Just what the doctor ordered.

You may have noticed I’m a pretty verbal guy. But I’ll go against my grain and suggest that nonverbal, physical humor may be closer to the celebration of Purim.

Purim and Chanukah share many similarities. One major difference, though, is that we observe Purim with feasting and joy, whereas Chanukah we celebrate with praise and thankfulness. The Levush explains that this is because on Purim we were rescued from physical annihilation. But Chanukah was a spiritual victory. “Therefore, [the Rabbis] only established it for praise and thanks, but not for festive meals and joy” (Levush Hachor, Laws of Chanukah 670:2).

Let’s take it a step further.

Regarding the Revelation at Sinai, the Torah says: “Moshe brought the people forth from the camp toward G-d, and they stood under the mountain” (Shemos 19:17).

The Talmud (Shabbos 88a) tells us that the Jewish People literally stood “under the mountain.” G-d held the mountain over them like a barrel and said: “If you accept the Torah, good. If not, there will be your burial place.”

The basic idea is that there was an involuntary aspect to accepting the Torah at Sinai. It was, as Rabbi Yaakov Asher Sinclair put it, “An offer you can’t refuse.”

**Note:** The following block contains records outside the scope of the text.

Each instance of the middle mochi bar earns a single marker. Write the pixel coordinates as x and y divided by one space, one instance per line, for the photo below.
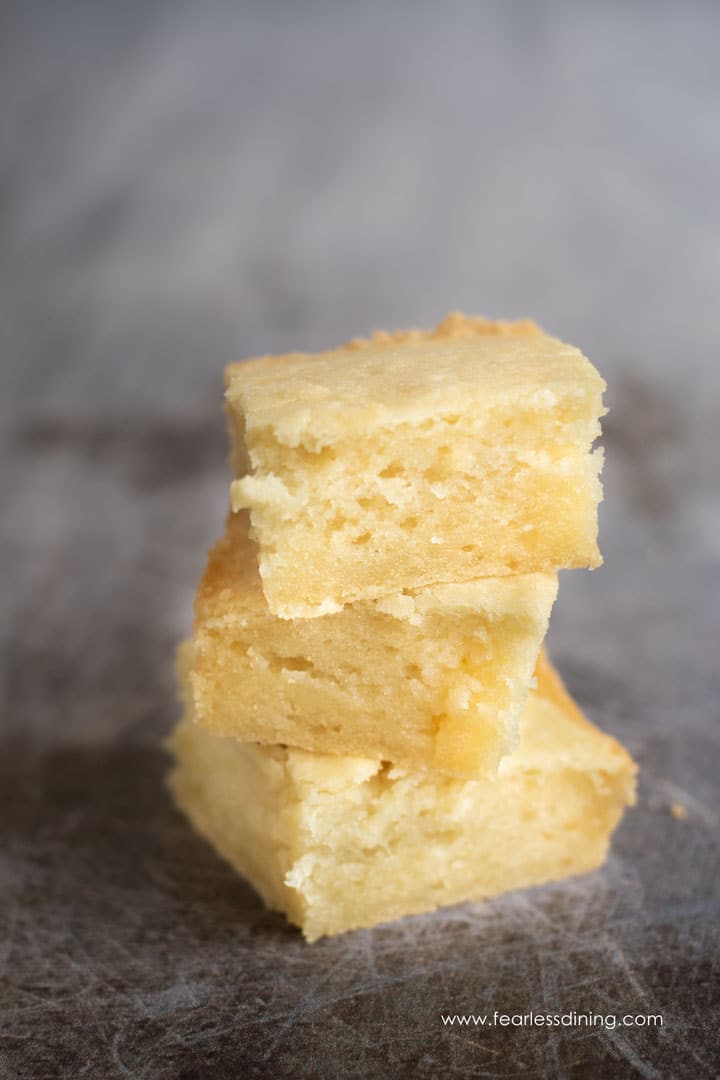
428 678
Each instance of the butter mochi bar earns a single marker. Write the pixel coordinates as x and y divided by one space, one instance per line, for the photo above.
432 677
413 458
342 842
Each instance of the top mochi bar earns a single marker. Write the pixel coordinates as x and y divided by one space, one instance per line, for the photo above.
416 458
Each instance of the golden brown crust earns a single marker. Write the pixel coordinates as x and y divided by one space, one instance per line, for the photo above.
456 326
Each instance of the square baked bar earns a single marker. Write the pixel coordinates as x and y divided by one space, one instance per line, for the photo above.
416 458
341 842
433 677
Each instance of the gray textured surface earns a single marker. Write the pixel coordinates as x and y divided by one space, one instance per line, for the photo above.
181 185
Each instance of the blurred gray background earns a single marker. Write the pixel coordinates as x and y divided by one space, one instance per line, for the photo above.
187 184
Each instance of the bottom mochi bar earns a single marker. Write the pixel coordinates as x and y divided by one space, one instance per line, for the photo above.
343 842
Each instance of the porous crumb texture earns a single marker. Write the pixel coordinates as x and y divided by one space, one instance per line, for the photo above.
415 458
342 842
428 678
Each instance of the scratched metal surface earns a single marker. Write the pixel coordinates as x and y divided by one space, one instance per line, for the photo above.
187 184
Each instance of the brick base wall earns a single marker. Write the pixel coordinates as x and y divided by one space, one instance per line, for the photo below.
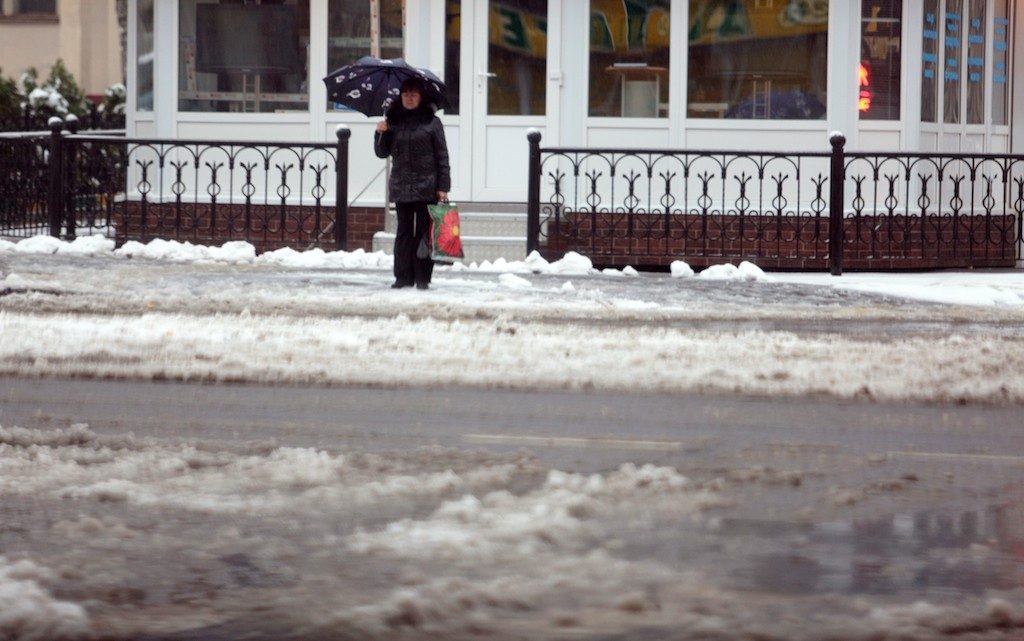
267 227
788 242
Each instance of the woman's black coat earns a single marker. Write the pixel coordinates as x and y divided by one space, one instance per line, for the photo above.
415 140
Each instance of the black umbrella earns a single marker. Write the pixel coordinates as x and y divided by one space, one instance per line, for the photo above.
371 85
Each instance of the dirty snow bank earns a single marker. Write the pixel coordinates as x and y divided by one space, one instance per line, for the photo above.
29 611
256 538
504 353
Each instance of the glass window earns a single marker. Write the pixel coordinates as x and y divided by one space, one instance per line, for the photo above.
143 73
517 57
881 44
244 57
37 7
952 49
453 51
1000 61
930 62
976 62
758 58
349 30
629 58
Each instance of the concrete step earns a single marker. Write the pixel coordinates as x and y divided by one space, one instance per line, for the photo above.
489 223
476 248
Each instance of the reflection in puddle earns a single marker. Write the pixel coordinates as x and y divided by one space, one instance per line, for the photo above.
926 553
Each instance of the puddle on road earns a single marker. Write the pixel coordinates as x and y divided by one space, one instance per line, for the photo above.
925 554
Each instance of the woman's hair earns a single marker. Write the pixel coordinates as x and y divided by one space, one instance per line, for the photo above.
412 83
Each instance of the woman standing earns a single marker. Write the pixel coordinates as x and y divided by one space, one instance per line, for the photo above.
414 137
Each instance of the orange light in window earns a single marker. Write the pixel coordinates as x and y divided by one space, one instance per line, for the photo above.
864 100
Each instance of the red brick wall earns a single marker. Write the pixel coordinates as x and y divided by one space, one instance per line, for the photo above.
267 227
786 242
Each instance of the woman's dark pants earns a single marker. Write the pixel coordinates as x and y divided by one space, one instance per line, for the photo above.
414 224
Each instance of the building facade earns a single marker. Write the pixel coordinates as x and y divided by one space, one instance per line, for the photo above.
766 75
85 35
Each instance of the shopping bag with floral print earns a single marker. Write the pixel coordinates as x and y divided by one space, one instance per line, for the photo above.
445 232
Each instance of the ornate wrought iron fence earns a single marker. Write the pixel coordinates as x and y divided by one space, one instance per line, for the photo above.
924 210
799 210
24 183
270 194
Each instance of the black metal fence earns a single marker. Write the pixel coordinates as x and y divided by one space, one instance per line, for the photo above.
797 210
270 194
24 184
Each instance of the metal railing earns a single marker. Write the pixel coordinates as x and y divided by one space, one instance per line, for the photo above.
797 210
270 194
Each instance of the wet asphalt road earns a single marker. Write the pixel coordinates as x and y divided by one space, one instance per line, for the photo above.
819 480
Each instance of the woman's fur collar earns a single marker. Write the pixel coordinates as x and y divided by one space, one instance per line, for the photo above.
421 115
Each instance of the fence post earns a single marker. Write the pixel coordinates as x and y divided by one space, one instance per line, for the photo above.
55 201
534 193
70 151
837 200
341 189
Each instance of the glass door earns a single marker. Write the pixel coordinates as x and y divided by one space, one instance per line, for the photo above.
510 93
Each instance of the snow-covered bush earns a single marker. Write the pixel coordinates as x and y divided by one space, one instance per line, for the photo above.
10 98
57 95
114 99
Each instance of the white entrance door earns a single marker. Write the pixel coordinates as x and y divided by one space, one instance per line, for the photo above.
509 61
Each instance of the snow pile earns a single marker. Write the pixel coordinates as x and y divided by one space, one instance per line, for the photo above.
480 353
39 245
29 611
727 271
513 282
555 515
570 264
158 249
681 269
317 258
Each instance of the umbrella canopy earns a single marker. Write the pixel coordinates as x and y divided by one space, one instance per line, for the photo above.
371 85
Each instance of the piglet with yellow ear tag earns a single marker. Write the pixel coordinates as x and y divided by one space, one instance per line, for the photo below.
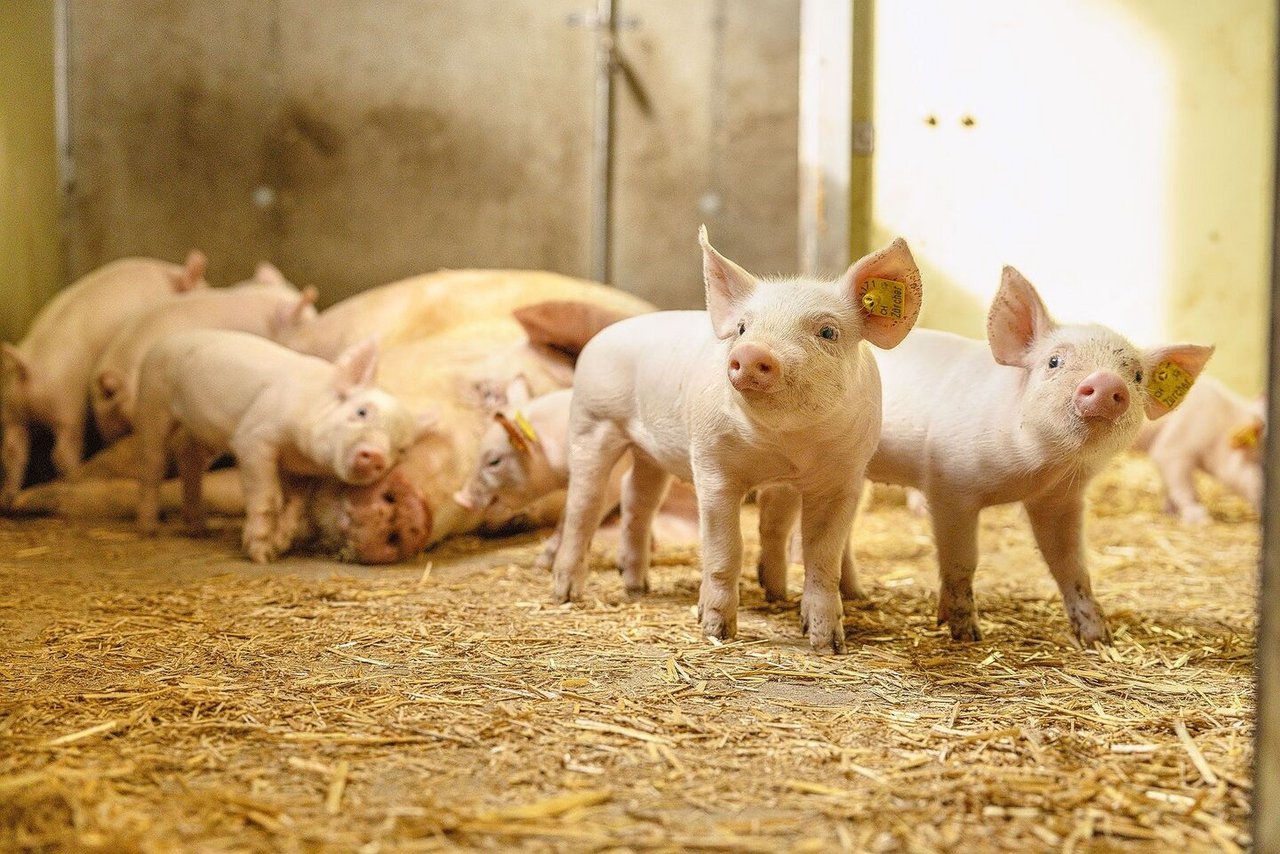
1214 430
522 460
1029 415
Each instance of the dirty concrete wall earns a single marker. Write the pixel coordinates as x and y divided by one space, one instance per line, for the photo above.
707 135
1116 151
355 142
30 260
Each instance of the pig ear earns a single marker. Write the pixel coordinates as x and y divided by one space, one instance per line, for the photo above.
109 383
1018 316
13 357
192 274
886 288
519 392
1168 386
356 366
517 439
727 287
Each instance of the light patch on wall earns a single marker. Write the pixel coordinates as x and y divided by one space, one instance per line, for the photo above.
1034 135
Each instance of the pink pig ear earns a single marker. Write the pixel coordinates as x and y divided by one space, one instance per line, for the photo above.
193 272
887 291
356 366
13 357
1018 316
1170 389
727 287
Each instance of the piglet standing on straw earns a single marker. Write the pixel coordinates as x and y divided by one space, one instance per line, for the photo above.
771 386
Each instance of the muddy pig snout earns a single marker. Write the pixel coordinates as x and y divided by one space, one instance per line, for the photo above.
368 462
753 368
1102 394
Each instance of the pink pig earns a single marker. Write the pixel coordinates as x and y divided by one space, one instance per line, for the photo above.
42 379
266 305
773 384
1215 430
1032 425
275 410
524 459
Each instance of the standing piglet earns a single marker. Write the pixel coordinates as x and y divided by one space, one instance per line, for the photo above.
42 379
266 305
1033 425
1215 430
524 457
275 410
771 386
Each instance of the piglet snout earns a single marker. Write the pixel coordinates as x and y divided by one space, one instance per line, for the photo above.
753 368
369 464
1102 394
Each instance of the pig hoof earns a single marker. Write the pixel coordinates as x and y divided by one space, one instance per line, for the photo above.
965 629
720 625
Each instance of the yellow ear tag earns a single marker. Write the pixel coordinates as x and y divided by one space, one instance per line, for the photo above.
885 297
1169 383
1247 435
525 427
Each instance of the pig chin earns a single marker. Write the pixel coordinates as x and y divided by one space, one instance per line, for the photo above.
387 521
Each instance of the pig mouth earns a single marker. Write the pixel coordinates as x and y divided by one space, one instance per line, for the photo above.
387 521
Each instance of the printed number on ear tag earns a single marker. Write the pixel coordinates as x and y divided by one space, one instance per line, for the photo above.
885 297
1169 384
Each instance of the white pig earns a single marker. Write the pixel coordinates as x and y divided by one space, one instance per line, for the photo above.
1032 425
1215 430
524 457
275 410
42 379
265 305
772 384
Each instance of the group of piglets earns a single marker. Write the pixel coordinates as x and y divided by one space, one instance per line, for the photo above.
775 389
147 347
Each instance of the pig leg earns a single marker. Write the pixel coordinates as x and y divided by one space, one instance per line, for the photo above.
155 424
780 507
721 526
593 451
644 488
955 531
14 453
1178 473
193 460
68 446
824 525
1059 528
263 499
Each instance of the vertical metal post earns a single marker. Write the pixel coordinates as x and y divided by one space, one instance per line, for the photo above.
826 133
602 146
1266 758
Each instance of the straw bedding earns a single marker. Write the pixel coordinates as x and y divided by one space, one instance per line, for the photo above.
167 695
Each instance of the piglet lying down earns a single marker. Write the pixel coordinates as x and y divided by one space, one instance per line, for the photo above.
277 411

My brother Rabbi Nota Schiller, Rosh Yeshivah of Ohr Somayach, points out that Purim is when the Jewish nation fully accepted not just the Written Law, but the Oral Law as well. The very nature of the Oral Law presents a challenge. On one hand, it’s the ultimate intellectual enterprise of cerebral analysis and interpretation. And yet, we have to keep aware that it’s really from Heaven. So, on Purim we “sacrifice our mind on the altar” (through drinking) to declare that ultimately, it’s all from G-d.


* * *

There’s an old cliché, “He who laughs last, laughs best.”

Some people laugh last because it takes them longer to get a joke. But this goes deeper.

Purim was v’nahafoch hu — a turnabout. An unexpected reversal, a celebration of the absurd. Incongruity and absurdity are the heart and soul of humor, Elliot Oring explained in Engaging Humor. An example: “A man goes to see a psychiatrist. The doctor asks him, ‘What seems to be the problem?’ The patient says, ‘Doc, no one believes anything I say.’ The doctor replies, ‘You’re kidding!’”

Purim was more than just getting the last laugh, though. It was a spiritual upheaval.

It wasn’t until the miracle of Purim that the Jewish nation willingly accepted the Torah — out of joy and gratitude. This new joyous dedication was eternal. It was a suspense story with a celebratory ending: Happily ever laughter.

He whose laugh lasts, laughs blessed.